Objective: We determined whether natural (LPS) or synthetic (ER-803022) TLR4 agonists adsorbed onto alum adjuvant affect allergen sensitization and development of airway allergic disease. To dissect LPS-induced molecular pathways, we used TLR4-, MyD88-, TRIF-, or IL-12/IFN-gamma-deficient mice.
Methods: Mice were sensitized with subcutaneous injections of ovalbumin (OVA) with or without TLR4 agonists co-adsorbed onto alum and challenged with intranasally with OVA. The development of allergic lung disease was evaluated 24 h after last OVA challenge.
Results: Sensitization with OVA plus LPS co-adsorbed onto alum impaired in dose-dependent manner OVA-induced Th2-mediated allergic responses such as airway eosinophilia, type-2 cytokines secretion, airway hyper-reactivity, mucus hyper production and serum levels of IgE or IgG1 anaphylactic antibodies.

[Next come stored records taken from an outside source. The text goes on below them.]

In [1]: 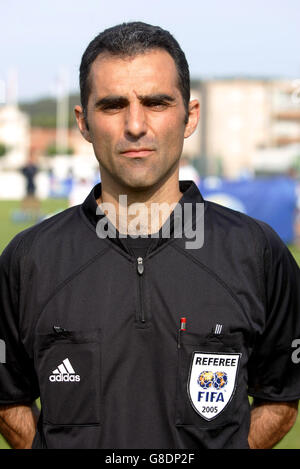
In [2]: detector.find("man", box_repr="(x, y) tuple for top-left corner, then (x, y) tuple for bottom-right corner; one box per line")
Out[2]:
(0, 22), (300, 449)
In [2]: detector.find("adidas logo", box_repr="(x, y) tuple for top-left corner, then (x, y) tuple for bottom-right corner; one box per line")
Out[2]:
(49, 358), (80, 382)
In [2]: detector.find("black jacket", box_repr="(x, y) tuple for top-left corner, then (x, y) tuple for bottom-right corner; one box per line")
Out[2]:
(0, 182), (300, 449)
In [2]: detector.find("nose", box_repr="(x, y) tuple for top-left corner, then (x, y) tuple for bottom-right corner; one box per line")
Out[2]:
(125, 102), (147, 139)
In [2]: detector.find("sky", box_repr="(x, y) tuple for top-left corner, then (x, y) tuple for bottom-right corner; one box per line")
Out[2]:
(0, 0), (300, 101)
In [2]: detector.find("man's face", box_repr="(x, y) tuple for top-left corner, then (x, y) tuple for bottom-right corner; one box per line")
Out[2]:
(75, 49), (199, 190)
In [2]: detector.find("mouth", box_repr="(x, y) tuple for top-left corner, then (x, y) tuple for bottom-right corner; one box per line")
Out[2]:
(121, 148), (155, 158)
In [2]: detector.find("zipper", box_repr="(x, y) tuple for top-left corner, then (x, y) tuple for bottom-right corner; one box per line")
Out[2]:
(137, 257), (146, 324)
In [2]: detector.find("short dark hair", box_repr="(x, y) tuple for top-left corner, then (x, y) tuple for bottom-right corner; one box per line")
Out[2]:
(79, 21), (190, 121)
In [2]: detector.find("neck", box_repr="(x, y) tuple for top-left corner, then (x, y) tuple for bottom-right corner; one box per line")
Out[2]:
(97, 170), (182, 235)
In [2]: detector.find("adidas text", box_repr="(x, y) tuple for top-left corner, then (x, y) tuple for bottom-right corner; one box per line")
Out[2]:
(49, 374), (80, 382)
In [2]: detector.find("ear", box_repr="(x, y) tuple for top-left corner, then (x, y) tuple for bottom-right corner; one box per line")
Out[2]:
(74, 105), (92, 143)
(184, 99), (200, 138)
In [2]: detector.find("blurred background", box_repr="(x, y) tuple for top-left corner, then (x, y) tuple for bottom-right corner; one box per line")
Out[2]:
(0, 0), (300, 448)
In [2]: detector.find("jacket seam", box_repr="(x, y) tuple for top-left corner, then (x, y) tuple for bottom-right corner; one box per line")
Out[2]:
(169, 244), (253, 329)
(240, 216), (268, 311)
(32, 243), (109, 343)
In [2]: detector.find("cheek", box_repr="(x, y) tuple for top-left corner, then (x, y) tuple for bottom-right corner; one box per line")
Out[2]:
(90, 117), (116, 149)
(157, 116), (185, 149)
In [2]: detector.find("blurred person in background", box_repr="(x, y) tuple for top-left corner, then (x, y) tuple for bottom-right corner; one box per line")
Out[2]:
(21, 149), (40, 219)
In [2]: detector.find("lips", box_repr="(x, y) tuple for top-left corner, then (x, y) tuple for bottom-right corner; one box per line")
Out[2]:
(121, 148), (154, 158)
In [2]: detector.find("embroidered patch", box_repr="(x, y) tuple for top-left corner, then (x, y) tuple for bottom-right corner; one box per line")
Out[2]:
(187, 352), (241, 420)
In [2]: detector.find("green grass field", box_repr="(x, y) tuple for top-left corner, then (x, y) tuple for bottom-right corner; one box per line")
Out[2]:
(0, 199), (300, 449)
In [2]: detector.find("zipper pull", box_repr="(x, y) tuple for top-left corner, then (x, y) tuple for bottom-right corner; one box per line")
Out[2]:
(177, 318), (186, 348)
(53, 326), (68, 334)
(137, 257), (144, 275)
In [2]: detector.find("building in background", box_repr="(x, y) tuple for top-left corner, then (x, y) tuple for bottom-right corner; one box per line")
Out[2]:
(188, 78), (300, 179)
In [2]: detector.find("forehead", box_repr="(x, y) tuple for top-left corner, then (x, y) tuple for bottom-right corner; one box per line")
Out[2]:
(89, 49), (179, 97)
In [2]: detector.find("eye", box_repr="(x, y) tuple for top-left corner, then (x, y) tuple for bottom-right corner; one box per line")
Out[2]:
(146, 101), (168, 109)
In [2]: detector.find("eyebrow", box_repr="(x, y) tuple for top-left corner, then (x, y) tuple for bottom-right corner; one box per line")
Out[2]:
(95, 93), (175, 108)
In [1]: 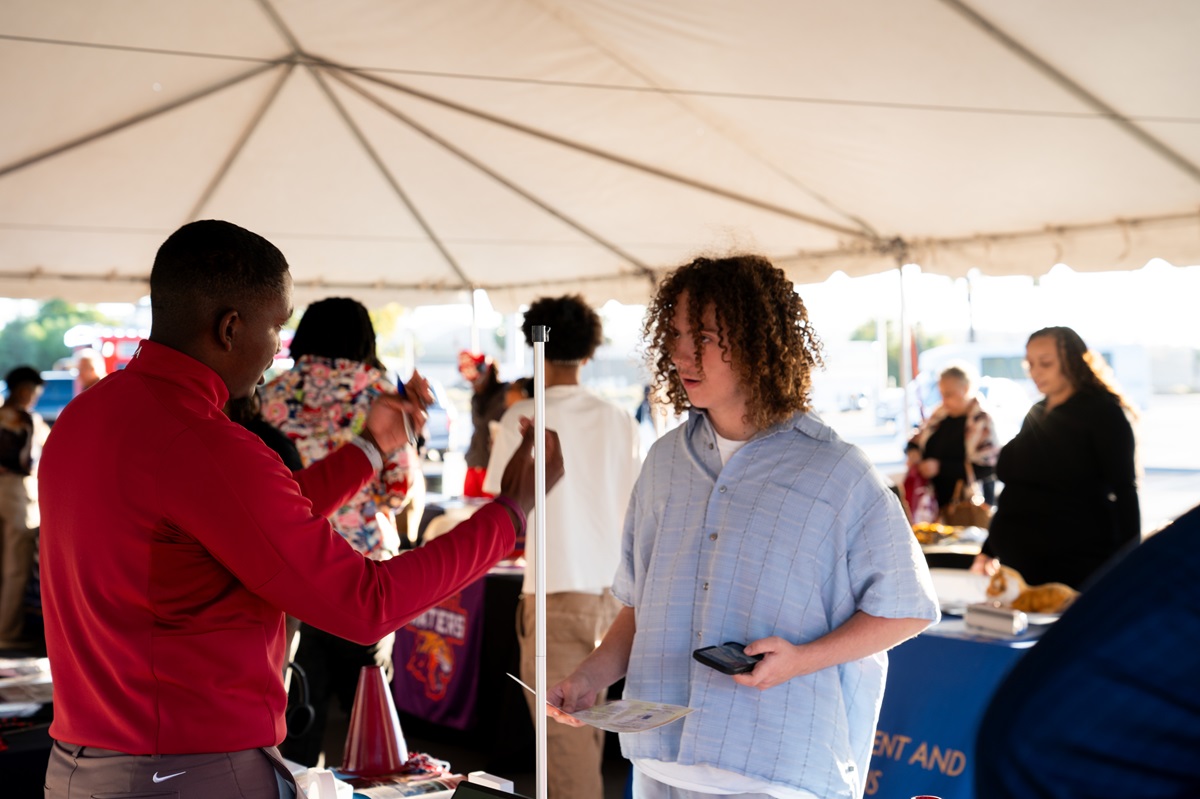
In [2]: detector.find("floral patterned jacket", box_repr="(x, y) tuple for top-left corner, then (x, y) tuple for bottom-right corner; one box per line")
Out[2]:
(260, 355), (415, 559)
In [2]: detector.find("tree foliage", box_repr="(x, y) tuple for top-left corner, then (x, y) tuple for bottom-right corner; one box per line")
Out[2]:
(0, 300), (112, 376)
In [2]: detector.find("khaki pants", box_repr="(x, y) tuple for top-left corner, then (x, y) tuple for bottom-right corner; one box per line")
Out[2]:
(517, 590), (622, 799)
(0, 474), (37, 641)
(46, 741), (304, 799)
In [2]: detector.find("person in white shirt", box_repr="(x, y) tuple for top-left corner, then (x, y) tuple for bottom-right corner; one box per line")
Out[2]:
(484, 295), (641, 799)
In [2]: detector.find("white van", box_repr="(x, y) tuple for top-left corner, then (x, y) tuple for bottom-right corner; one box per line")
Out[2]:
(917, 342), (1152, 409)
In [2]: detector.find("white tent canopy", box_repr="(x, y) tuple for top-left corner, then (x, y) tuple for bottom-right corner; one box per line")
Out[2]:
(0, 0), (1200, 308)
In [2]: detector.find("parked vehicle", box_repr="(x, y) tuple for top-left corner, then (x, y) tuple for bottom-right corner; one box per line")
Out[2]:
(34, 371), (74, 425)
(421, 380), (457, 461)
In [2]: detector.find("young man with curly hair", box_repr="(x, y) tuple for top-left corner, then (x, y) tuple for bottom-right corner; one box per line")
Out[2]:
(484, 295), (641, 799)
(547, 256), (938, 799)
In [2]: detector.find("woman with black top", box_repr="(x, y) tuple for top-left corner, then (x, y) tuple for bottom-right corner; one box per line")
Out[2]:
(973, 328), (1141, 589)
(913, 366), (1000, 507)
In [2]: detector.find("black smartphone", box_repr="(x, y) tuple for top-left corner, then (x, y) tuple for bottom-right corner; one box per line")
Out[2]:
(691, 641), (762, 674)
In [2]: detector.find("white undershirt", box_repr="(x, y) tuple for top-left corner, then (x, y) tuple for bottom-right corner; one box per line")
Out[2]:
(713, 429), (750, 465)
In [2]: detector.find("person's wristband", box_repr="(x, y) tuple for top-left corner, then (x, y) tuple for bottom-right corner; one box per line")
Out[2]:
(492, 494), (526, 539)
(350, 435), (383, 471)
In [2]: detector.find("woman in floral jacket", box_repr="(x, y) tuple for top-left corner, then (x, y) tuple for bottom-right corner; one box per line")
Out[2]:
(912, 366), (1000, 507)
(260, 298), (424, 765)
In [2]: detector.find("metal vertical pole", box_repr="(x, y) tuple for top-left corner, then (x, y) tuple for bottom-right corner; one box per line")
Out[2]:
(526, 325), (550, 799)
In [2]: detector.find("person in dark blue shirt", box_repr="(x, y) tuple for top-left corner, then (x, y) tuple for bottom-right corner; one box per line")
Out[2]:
(976, 506), (1200, 799)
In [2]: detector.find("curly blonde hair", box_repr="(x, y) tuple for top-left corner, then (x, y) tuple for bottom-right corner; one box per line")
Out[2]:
(642, 254), (824, 429)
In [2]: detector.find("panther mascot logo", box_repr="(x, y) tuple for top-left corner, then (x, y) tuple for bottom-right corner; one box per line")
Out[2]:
(406, 630), (454, 699)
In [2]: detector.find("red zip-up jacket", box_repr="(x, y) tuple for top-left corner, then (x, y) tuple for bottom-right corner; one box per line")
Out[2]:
(38, 341), (515, 755)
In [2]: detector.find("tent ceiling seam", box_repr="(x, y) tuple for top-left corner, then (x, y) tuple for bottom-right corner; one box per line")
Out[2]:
(330, 68), (654, 280)
(527, 0), (878, 236)
(330, 64), (869, 239)
(307, 66), (473, 288)
(0, 59), (286, 178)
(942, 0), (1200, 181)
(0, 34), (1200, 125)
(187, 64), (295, 221)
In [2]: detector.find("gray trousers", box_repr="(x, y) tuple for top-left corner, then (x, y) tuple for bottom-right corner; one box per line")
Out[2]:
(46, 741), (304, 799)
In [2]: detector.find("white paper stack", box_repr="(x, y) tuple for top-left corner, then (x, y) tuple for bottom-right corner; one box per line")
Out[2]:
(962, 602), (1030, 636)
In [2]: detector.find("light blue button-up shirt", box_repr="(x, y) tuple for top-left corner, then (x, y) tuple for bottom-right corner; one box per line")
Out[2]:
(613, 411), (938, 797)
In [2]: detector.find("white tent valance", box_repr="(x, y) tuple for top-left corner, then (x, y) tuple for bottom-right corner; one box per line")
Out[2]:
(0, 0), (1200, 308)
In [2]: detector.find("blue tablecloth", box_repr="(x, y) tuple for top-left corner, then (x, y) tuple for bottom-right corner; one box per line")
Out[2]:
(866, 618), (1037, 799)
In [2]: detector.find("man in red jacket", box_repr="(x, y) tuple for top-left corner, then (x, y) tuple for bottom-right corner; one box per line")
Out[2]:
(40, 221), (562, 799)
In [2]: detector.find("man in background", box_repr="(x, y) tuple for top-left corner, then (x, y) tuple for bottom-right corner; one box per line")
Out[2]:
(0, 366), (49, 649)
(484, 296), (641, 799)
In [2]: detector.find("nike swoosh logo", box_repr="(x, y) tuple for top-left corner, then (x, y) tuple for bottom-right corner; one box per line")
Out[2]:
(150, 771), (187, 782)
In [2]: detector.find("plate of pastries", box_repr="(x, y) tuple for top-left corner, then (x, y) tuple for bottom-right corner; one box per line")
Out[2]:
(986, 566), (1079, 624)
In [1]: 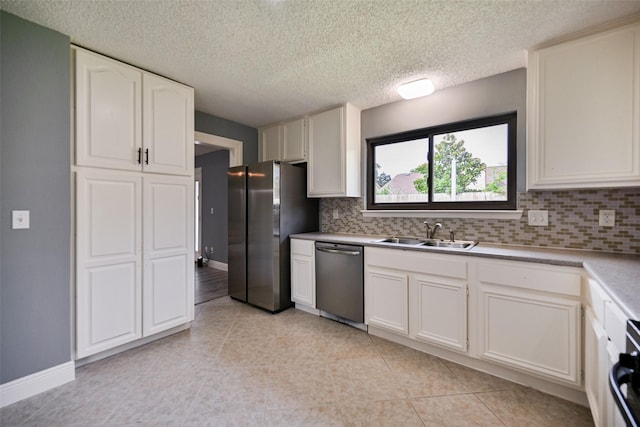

Although the levels of IgG2a, Th1-affiliated isotype increased, investigation into the lung-specific effects revealed that LPS did not induce a Th1 pattern of inflammation. Lipopolysaccharides impaired the development of Th2 immunity, signaling via TLR4 and MyD88 molecules and via the IL-12/IFN-gamma axis, but not through TRIF pathway. Moreover, the synthetic TLR4 agonists that proved to have a less systemic inflammatory response than LPS also protected against allergic asthma development.
Conclusion: Toll-like receptor 4 agonists co-adsorbed with allergen onto alum down-modulate allergic lung disease and prevent the development of polarized T cell-mediated airway inflammation.